No doubt during October we’ll probably still be visited by the thousands of migrating starlings from Eastern Europe, as they travel west in search of food. And they’ll probably even visit the trees as they’ve always done looking for their fill… so if you’re wondering just what starlings most favour and fancy helping them on their way… they love scraps, seeds, nuts from nut feeders and they also probe into lawns for worms and grubs.
Update on the sale of Beaumont
The Council from time to time sells land that it no longer requires for example old school sites - clearly one of which is the Beaumont Hill site.
The money raised from the sales is invested in new assets or refurbishing existing assets, for example; repairing existing schools or building new ones.
You will all have heard of the "credit crunch" and the impact this is having on house sales and the house building industry and Darlington is no exception. As a consequence, at the present time, builders are either not buying land at all or making offers - which are way off the market value.
With this in mind the council have had no other option but to reject the offer made by Bellway Homes for the land at Beaumont. Which means residents who took time out of their hectic lives to view these plans, will have the prospect of going through the process once again, should another developer show interest in the land.

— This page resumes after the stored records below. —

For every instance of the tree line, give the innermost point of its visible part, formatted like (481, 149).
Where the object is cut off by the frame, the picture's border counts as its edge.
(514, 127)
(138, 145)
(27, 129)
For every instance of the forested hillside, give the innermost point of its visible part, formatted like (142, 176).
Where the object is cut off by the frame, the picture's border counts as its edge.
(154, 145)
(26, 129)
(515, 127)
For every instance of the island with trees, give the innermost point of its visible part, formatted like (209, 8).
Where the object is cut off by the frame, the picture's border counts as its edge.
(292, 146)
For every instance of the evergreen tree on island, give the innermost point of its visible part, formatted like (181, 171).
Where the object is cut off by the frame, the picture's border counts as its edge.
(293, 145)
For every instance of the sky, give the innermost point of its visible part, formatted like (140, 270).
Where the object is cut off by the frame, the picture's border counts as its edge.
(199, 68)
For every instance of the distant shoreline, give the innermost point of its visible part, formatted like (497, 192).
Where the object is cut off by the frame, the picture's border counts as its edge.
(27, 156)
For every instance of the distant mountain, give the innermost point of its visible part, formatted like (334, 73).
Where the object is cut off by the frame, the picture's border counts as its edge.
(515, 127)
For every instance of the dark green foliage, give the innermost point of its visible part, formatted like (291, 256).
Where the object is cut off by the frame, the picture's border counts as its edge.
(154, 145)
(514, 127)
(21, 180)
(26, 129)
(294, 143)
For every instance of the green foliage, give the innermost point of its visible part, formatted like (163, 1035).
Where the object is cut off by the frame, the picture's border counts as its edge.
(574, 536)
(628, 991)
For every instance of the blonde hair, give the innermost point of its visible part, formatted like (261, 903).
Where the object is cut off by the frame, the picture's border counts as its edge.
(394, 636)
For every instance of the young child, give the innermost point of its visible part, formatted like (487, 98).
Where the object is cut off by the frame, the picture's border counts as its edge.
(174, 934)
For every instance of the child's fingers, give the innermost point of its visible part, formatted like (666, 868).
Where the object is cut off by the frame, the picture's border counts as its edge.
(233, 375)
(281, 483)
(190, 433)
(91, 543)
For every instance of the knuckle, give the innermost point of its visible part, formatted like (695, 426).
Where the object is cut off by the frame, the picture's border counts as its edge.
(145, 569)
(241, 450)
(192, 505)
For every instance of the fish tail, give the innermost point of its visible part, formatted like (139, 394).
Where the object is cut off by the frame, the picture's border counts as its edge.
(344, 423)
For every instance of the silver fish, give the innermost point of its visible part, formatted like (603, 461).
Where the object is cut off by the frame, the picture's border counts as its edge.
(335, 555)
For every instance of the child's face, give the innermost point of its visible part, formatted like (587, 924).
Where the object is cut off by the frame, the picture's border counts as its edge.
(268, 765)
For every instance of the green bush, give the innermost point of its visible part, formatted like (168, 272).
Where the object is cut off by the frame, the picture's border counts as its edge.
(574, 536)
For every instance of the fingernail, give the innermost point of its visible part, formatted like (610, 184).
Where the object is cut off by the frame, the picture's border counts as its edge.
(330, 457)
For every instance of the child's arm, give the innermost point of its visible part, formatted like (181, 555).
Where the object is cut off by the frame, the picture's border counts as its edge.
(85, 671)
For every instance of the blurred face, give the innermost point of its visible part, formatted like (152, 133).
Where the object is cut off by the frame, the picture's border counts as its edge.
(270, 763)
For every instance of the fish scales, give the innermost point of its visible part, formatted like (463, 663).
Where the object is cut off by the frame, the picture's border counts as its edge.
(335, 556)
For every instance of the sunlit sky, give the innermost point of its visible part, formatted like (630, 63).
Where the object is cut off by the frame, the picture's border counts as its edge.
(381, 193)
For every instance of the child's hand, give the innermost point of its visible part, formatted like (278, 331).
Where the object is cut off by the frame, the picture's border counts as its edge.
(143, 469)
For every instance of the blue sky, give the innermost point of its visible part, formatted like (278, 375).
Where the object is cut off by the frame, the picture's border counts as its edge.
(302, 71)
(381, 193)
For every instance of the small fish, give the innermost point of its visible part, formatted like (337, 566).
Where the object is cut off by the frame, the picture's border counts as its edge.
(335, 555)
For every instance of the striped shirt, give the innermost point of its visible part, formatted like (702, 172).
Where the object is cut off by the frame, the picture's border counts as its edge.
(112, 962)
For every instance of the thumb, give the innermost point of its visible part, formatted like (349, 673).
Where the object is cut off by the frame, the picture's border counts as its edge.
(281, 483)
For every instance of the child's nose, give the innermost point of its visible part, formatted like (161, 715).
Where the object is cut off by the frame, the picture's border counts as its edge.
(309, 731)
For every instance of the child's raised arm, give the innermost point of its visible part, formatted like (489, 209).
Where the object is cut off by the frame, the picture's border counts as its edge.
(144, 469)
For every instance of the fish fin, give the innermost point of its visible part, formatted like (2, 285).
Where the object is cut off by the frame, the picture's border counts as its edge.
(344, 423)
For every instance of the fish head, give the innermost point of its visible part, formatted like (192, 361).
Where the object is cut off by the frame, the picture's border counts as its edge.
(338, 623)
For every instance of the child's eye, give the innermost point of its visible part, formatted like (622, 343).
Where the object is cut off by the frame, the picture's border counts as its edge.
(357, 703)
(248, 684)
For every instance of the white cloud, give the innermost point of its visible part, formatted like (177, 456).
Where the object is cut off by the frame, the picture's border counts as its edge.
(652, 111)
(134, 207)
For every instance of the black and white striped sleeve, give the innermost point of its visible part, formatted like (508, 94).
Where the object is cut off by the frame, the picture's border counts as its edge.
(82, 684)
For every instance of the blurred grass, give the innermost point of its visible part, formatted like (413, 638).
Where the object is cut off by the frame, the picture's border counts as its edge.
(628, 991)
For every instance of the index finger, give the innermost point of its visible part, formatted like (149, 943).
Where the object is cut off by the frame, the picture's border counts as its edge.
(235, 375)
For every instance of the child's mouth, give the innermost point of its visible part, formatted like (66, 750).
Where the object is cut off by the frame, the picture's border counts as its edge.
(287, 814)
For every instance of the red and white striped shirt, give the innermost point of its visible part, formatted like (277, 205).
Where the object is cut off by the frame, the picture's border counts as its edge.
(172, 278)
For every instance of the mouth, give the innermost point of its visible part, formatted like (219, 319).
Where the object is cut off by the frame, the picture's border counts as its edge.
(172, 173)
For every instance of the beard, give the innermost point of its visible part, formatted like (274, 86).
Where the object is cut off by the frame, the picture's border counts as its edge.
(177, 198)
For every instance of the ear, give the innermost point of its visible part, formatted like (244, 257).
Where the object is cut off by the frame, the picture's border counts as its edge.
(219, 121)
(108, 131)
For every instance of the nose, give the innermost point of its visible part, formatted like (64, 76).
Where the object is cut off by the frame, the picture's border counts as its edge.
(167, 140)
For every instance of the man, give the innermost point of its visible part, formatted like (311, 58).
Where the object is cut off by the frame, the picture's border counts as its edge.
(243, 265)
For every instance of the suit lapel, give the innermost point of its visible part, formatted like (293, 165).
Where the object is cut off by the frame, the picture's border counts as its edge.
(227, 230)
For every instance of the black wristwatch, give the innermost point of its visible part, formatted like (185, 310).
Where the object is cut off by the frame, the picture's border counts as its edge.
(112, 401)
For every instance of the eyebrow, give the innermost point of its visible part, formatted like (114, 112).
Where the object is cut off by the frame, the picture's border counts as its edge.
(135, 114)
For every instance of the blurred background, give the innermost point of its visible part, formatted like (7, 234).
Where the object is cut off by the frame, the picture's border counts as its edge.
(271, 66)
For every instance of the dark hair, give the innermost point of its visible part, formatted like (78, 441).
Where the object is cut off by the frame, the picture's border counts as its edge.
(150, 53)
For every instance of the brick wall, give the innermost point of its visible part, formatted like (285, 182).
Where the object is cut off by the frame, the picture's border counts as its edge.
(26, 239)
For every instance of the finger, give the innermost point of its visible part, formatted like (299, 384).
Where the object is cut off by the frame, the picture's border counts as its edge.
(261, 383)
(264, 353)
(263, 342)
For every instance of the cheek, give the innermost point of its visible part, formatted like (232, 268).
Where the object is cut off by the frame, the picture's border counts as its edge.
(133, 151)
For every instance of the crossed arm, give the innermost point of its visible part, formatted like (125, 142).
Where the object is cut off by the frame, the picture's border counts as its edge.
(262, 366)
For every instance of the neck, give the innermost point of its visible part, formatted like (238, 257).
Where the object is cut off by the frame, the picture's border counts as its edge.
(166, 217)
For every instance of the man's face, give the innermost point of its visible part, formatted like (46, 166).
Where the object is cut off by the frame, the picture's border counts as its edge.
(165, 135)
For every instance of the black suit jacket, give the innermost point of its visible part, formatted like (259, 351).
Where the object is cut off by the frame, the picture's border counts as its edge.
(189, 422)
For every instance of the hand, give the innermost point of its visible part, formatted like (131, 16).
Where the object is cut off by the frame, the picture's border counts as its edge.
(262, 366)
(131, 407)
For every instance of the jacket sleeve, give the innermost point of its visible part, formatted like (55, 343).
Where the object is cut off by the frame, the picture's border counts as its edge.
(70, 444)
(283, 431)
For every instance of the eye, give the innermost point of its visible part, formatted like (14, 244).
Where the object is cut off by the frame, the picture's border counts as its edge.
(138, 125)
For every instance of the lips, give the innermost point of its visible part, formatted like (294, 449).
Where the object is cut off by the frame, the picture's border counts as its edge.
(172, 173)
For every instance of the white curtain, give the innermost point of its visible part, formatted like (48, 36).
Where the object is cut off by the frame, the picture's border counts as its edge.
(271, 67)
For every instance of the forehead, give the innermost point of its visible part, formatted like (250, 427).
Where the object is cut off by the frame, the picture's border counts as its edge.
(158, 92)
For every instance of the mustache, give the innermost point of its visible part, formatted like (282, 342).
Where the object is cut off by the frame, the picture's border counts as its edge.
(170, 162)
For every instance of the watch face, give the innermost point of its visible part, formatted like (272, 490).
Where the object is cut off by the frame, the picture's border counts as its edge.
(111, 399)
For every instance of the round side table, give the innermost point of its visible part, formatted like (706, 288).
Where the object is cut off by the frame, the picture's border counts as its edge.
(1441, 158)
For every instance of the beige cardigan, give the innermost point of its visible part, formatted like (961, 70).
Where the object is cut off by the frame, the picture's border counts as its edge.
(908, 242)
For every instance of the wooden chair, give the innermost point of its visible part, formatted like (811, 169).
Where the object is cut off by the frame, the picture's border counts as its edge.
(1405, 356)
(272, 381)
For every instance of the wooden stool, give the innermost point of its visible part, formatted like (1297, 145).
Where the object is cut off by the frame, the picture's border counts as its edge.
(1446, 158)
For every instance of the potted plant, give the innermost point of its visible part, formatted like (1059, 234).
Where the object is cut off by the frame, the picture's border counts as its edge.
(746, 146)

Additionally this decision to reject Bellway Homes offer brings to an end a suggestion made by a member of the Friends of the Hill Community Association - which I had raised with council officers - to landscape the green area to the front of Salters Lane into a communal gardens. The suggestion would have created our very own ‘Beaumont Communal Gardens’ renovating the iron railings - including some seating, boarders, shrubs, bushes, flower beds and a circular path - which would have brightened up Harrowgate Hill as a whole, in addition to making the area more accessible for all… somewhere to sit and watch the world go by, without having to plod along to the South Park.
I do hope to continue these discussions as and when a more suitable developer is found.